Hint: Where is the midpoint of the rhombus?

3. Jun 9, 2010

### Telemachus

On the intersection between L and L', but how should I get L'? I thought maybe using pythagoric equation I could find another vertex, but im not too sure. I know it gives enough data, but I don't know how to use it.

4. Jun 9, 2010

### Telemachus

I had a misunderstood, I think I was on the right way, cause actually I didn't corroborate if A belongs to L, and the sentence don't say so.

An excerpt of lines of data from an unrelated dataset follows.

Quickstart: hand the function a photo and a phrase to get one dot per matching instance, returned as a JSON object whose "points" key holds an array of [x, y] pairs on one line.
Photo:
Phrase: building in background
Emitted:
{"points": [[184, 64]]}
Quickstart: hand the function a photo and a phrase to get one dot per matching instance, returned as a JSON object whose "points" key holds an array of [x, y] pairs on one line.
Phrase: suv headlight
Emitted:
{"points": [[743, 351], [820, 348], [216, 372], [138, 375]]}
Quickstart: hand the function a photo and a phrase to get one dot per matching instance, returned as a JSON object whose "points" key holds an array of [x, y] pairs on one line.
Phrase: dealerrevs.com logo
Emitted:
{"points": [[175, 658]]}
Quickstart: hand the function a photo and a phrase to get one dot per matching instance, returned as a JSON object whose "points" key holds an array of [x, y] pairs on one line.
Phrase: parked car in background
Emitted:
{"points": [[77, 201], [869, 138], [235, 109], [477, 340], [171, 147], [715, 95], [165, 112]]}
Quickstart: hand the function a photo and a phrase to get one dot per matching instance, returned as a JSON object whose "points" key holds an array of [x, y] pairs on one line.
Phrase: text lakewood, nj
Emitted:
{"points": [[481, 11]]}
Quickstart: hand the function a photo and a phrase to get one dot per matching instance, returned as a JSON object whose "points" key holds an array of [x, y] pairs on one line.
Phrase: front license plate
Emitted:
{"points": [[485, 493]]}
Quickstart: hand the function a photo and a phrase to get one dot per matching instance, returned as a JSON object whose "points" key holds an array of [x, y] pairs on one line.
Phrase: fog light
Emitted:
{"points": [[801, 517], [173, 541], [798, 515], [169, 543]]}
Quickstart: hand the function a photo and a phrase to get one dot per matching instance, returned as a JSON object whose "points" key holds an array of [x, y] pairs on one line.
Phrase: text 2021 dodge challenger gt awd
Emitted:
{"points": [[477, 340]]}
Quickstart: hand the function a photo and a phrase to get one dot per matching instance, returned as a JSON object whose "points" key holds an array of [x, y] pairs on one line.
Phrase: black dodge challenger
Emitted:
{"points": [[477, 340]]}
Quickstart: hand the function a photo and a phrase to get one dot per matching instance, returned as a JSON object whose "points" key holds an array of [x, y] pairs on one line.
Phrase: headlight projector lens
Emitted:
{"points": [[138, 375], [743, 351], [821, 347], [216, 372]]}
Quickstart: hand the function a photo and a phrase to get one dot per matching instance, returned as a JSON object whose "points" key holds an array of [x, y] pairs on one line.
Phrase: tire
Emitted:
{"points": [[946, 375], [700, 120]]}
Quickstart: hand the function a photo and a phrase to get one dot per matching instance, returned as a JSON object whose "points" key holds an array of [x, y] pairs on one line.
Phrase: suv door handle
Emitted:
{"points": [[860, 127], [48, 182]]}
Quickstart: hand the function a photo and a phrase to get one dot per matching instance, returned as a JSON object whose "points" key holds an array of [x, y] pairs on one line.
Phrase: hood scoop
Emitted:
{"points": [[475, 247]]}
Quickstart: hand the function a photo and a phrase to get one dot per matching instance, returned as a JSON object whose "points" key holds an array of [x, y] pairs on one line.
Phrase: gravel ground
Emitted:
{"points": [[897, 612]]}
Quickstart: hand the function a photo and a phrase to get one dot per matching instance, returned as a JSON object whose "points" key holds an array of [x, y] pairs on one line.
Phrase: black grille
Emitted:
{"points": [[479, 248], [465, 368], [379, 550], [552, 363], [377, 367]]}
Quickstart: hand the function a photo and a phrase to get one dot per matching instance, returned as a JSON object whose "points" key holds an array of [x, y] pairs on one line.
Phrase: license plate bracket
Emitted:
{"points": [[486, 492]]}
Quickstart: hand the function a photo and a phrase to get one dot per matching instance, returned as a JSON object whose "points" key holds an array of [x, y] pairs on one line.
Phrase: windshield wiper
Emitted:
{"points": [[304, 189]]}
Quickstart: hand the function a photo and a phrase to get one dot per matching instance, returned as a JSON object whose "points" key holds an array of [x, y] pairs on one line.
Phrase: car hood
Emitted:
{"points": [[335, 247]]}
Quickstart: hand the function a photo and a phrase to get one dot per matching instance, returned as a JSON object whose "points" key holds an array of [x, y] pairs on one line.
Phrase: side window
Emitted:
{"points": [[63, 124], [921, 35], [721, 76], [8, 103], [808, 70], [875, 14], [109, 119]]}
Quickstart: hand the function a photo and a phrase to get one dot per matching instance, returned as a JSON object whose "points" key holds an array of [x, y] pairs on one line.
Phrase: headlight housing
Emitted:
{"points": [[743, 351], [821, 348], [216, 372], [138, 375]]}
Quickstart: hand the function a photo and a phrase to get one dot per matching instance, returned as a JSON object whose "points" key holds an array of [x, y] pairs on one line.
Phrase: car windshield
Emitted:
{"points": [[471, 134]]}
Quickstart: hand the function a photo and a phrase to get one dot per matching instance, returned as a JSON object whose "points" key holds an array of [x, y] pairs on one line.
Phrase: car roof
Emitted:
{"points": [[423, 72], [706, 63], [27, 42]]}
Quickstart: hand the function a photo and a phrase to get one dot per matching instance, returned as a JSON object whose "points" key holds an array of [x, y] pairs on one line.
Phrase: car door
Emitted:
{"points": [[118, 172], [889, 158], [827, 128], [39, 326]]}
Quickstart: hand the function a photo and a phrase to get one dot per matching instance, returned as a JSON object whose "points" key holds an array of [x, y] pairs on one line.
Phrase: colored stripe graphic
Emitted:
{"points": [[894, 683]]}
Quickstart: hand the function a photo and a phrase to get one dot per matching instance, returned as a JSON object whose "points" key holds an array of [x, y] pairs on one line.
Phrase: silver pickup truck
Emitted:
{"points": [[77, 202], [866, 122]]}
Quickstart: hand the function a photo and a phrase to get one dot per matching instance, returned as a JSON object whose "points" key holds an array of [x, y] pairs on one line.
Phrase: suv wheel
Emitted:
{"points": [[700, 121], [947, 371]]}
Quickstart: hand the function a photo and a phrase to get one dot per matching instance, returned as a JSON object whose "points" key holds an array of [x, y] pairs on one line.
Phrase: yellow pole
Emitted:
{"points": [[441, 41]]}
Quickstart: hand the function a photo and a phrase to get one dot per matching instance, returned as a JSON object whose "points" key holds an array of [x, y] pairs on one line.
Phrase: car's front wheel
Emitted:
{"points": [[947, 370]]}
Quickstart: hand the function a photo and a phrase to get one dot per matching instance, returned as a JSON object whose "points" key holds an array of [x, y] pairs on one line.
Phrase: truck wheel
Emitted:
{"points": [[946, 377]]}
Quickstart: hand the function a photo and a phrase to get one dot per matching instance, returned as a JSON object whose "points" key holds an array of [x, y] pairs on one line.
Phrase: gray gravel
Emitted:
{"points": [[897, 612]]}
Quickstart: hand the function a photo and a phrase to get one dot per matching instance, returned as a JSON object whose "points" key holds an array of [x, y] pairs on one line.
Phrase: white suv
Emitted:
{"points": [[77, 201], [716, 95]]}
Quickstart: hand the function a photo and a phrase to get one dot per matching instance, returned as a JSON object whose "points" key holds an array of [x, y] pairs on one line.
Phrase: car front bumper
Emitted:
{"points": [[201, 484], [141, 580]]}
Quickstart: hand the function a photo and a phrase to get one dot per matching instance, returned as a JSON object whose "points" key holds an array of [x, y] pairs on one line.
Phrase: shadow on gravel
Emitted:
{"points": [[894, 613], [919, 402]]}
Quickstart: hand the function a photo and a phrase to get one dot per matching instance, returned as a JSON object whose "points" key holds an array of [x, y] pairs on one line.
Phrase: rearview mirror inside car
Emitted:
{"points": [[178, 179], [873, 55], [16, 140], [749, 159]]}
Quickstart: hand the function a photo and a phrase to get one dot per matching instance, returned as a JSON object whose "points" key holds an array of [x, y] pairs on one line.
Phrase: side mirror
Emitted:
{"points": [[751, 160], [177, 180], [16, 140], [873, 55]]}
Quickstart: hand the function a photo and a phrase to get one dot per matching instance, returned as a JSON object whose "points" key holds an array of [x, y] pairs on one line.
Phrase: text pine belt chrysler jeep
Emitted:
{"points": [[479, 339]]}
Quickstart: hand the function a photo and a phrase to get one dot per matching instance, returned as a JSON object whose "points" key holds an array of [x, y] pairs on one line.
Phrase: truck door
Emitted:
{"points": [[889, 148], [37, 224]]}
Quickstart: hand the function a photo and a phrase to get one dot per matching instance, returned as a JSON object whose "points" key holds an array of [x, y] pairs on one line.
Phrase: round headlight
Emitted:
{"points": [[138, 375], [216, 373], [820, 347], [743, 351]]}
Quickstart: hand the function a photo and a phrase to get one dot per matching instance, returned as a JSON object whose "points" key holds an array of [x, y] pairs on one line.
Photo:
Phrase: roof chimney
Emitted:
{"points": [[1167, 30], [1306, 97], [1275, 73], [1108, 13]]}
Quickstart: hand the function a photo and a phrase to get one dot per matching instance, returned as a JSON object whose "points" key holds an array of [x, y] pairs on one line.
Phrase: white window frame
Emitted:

I'll corroborate, if it doesn't I was on the right way, and it will be easy to solve, cause if A don't belongs to L, it must belongs to L'.

Bye there, and thanks.

5. Jun 9, 2010

### tiny-tim

L' is perpendicular to L, and goes through A.

(and remember, you don't need to find L', you only need the midpoint )

6. Jun 9, 2010

### Telemachus

How could I get the midpoint without L'? I thought of it as the intersection between L and L'.

7. Jun 9, 2010

### tiny-tim

AM is on L', so it's perpendicular to L.